I would have liked a good night’s sleep but unfortunately we’re in the centre of the old town. Which in this case doesn’t mean drunks, it means dawn prayer calls from the mosque right opposite our apartment. Oh well.
After a quick breakfast we take a look at Sarajevo for the first time by daylight. It’s pretty – houses built up against the hills that remind me quite a lot of home – albeit that they have some serious mountains behind some of them. We’d planned to wander around the old town for a bit, but it is raining harder than it has on this whole trip, so we go back to the room to relax.
Lunch is a delicious boreg (borek/bourek – a pastry dish with meat or spinach or potato inside). We get to see how they’re made (baked on a covered tray hanging in an oven and covered with hot coals).

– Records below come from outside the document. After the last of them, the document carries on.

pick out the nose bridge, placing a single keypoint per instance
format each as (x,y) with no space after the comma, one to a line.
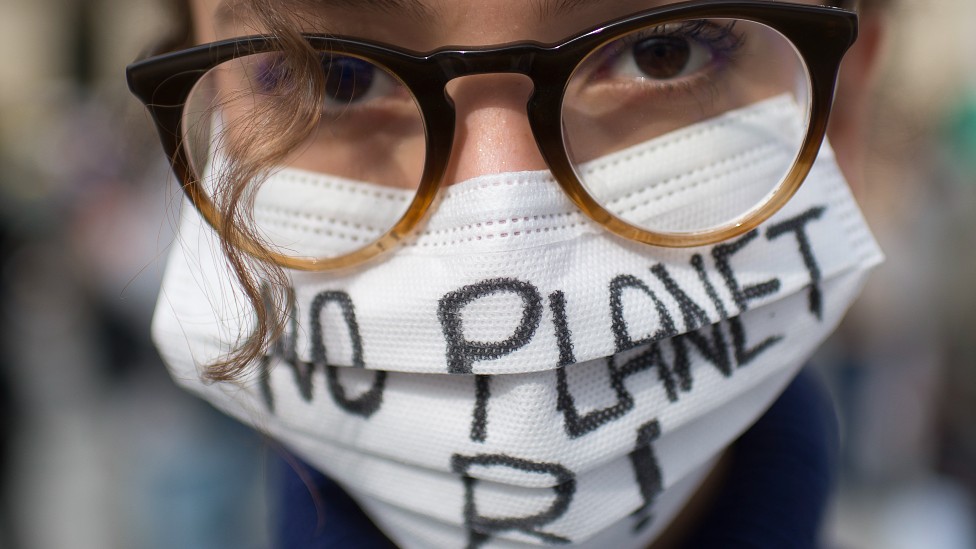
(492,135)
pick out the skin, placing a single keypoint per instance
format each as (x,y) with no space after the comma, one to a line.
(492,133)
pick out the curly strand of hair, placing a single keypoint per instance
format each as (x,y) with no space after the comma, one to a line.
(261,143)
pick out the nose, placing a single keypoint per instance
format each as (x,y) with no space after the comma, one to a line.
(492,133)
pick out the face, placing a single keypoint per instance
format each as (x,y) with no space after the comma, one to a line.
(492,133)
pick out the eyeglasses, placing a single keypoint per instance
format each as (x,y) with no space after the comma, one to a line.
(362,132)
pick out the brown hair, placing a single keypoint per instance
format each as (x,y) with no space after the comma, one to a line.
(271,133)
(252,150)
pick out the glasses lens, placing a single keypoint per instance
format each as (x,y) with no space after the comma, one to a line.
(689,125)
(327,173)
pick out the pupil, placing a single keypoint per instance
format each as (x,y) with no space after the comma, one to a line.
(662,57)
(347,78)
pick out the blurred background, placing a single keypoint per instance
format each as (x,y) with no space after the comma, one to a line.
(98,449)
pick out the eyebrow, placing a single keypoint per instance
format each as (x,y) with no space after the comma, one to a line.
(415,8)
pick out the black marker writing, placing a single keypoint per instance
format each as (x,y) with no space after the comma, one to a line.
(481,528)
(797,226)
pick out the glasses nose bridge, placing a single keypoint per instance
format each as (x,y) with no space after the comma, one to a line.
(511,59)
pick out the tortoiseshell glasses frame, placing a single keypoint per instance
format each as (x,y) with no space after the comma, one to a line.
(821,35)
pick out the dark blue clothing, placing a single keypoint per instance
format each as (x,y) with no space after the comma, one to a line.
(778,483)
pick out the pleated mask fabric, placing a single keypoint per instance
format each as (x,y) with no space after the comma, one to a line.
(514,375)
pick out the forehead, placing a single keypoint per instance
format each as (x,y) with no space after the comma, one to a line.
(425,24)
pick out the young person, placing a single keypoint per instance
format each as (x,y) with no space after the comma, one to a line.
(518,273)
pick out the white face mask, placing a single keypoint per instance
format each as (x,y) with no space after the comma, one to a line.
(516,376)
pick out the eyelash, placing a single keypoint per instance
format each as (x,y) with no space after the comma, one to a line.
(721,41)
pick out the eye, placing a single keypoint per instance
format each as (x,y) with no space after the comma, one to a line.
(660,58)
(665,57)
(350,80)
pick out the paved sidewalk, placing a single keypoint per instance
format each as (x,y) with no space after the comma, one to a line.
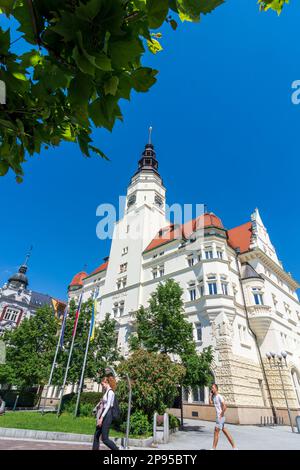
(29,444)
(199,435)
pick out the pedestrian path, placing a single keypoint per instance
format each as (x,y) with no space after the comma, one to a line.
(198,435)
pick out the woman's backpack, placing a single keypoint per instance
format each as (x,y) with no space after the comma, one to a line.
(115,410)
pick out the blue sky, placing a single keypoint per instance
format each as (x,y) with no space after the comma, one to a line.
(225,133)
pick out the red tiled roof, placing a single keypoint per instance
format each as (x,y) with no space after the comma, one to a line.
(172,232)
(78,279)
(240,237)
(100,268)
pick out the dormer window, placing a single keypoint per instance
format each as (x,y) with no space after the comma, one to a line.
(158,200)
(131,200)
(258,296)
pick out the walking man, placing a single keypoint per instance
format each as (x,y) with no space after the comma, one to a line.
(218,401)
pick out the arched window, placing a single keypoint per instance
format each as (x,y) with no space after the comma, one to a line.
(296,383)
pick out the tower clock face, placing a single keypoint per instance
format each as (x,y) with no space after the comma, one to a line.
(158,200)
(131,200)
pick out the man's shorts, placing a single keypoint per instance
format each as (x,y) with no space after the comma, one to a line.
(220,423)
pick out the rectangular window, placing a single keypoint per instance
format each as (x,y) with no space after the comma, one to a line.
(258,298)
(123,268)
(11,314)
(193,294)
(185,395)
(212,288)
(224,286)
(199,331)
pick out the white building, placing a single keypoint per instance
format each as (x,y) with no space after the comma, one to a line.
(237,295)
(18,302)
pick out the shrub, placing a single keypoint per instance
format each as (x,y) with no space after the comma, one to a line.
(139,424)
(173,422)
(88,401)
(154,378)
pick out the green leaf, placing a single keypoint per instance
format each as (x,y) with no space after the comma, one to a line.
(80,89)
(154,46)
(4,41)
(7,6)
(111,85)
(123,52)
(83,63)
(20,76)
(31,59)
(276,5)
(89,10)
(103,62)
(4,167)
(174,24)
(190,10)
(143,78)
(157,12)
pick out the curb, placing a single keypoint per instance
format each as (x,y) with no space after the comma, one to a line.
(67,437)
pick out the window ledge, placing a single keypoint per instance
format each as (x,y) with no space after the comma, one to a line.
(246,345)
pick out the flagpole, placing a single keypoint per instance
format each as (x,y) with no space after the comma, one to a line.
(85,359)
(69,358)
(53,365)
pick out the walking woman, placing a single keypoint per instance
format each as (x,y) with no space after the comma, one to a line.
(104,413)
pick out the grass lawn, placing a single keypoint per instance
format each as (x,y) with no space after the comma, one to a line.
(49,422)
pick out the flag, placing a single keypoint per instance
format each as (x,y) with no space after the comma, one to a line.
(77,316)
(63,326)
(92,325)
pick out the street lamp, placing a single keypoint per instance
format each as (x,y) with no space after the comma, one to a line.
(279,361)
(111,371)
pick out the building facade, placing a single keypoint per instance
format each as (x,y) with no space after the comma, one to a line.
(237,295)
(18,302)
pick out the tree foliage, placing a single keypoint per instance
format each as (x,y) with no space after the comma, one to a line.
(162,327)
(81,57)
(30,349)
(154,379)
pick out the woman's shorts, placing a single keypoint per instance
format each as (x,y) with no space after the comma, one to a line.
(220,423)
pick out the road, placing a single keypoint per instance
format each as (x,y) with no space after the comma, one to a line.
(196,435)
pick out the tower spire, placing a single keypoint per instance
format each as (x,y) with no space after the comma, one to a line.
(28,256)
(150,135)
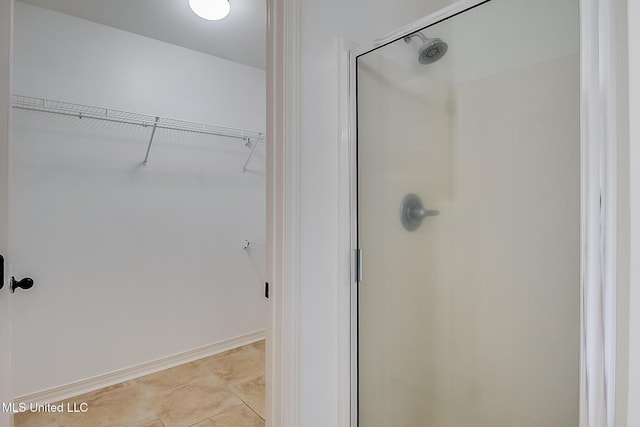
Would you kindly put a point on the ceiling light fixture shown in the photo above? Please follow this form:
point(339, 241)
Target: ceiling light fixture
point(211, 10)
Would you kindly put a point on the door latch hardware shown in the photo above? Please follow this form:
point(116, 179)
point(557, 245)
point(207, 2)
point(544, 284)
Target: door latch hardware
point(26, 283)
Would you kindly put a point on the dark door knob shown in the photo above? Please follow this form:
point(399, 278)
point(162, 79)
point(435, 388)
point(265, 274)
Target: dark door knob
point(25, 283)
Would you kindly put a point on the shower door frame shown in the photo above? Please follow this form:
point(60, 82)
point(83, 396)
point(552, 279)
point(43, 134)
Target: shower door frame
point(598, 203)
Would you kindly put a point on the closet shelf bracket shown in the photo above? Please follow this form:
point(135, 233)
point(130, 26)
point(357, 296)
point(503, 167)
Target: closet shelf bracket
point(153, 132)
point(251, 145)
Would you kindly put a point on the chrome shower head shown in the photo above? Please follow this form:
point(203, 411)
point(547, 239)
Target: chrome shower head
point(431, 50)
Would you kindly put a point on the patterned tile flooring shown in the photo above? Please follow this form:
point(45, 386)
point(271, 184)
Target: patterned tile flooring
point(224, 390)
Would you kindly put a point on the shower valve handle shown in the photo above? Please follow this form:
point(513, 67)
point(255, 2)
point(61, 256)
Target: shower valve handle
point(26, 283)
point(412, 212)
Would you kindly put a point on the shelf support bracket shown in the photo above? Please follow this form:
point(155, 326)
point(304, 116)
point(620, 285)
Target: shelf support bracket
point(253, 150)
point(153, 132)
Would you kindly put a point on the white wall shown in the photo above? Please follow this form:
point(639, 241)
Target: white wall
point(634, 168)
point(131, 263)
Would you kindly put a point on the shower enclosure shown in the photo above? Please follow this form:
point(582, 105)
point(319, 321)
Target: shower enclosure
point(468, 220)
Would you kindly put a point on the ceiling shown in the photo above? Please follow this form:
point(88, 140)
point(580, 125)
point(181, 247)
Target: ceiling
point(240, 37)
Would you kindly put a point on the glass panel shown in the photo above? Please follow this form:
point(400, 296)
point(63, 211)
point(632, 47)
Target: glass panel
point(469, 310)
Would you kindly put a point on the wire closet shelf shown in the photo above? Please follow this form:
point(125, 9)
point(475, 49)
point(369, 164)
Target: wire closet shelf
point(250, 137)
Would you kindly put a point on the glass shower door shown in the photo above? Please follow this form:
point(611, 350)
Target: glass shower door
point(468, 221)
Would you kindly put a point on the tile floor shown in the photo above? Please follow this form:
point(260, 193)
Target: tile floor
point(224, 390)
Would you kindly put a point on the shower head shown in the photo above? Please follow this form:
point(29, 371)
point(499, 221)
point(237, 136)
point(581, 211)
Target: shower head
point(431, 49)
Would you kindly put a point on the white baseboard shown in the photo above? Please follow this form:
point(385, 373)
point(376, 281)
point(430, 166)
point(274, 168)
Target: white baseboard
point(100, 381)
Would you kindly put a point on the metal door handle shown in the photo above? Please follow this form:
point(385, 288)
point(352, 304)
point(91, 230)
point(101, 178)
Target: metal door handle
point(26, 283)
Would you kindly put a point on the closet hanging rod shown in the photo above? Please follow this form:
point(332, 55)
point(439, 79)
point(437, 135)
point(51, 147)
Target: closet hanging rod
point(118, 116)
point(251, 244)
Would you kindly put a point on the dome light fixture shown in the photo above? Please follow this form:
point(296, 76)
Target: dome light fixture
point(211, 10)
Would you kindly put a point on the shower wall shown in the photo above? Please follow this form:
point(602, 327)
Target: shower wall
point(468, 306)
point(515, 288)
point(131, 263)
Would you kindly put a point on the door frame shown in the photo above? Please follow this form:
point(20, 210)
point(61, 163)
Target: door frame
point(598, 204)
point(6, 30)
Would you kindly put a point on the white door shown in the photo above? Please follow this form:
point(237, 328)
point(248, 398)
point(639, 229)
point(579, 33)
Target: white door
point(5, 371)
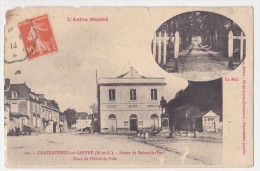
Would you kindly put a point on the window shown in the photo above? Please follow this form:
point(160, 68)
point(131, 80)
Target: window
point(112, 94)
point(14, 94)
point(132, 94)
point(153, 94)
point(14, 107)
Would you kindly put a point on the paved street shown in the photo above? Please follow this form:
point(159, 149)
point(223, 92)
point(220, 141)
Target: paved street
point(200, 63)
point(89, 150)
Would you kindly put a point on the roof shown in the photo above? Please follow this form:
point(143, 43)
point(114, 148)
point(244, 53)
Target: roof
point(210, 114)
point(131, 73)
point(82, 115)
point(132, 77)
point(62, 118)
point(22, 91)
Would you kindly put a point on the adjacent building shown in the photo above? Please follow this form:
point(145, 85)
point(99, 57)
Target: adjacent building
point(83, 121)
point(197, 107)
point(28, 108)
point(130, 102)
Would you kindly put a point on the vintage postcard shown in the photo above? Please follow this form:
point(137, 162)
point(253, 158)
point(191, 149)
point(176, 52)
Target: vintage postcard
point(128, 87)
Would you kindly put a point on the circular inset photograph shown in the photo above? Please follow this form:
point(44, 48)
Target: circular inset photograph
point(199, 45)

Our next move is the Tunnel Tour – a guided tour of the airport tunnel that was vital to Sarajevo in the seige. Basically, they dug an 800m tunnel under the airport runway (which was UN territory and therefore protected from Serb attacks) in order to run supplies from Bosniak-held territory into Sarajevo, while avoiding snipers (who had killed 100s of people in the months before the tunnel as they ran across the runway). You can walk into the tunnel a little way, carry a pack with the equivelant weight that they were carrying, and there’s an exhibition of uniforms, tools, emergency food supplies, etc. The best part of the tour was that the guide had been an 18-year-old policeman during the seige, so he had himself run food and equipment through the tunnel. He gave a detailed account of what life was like and pointed out many sites on the way to the airport. Really sobering stuff, and good to hear his commitment to a multi-ethnic Bosnia and Herzegovina, while at the same time wanting to make sure that 1992-5 was not forgotten.
It was still raining when we finished the tour so we headed home, where I’m getting ready for a job interview via Skype.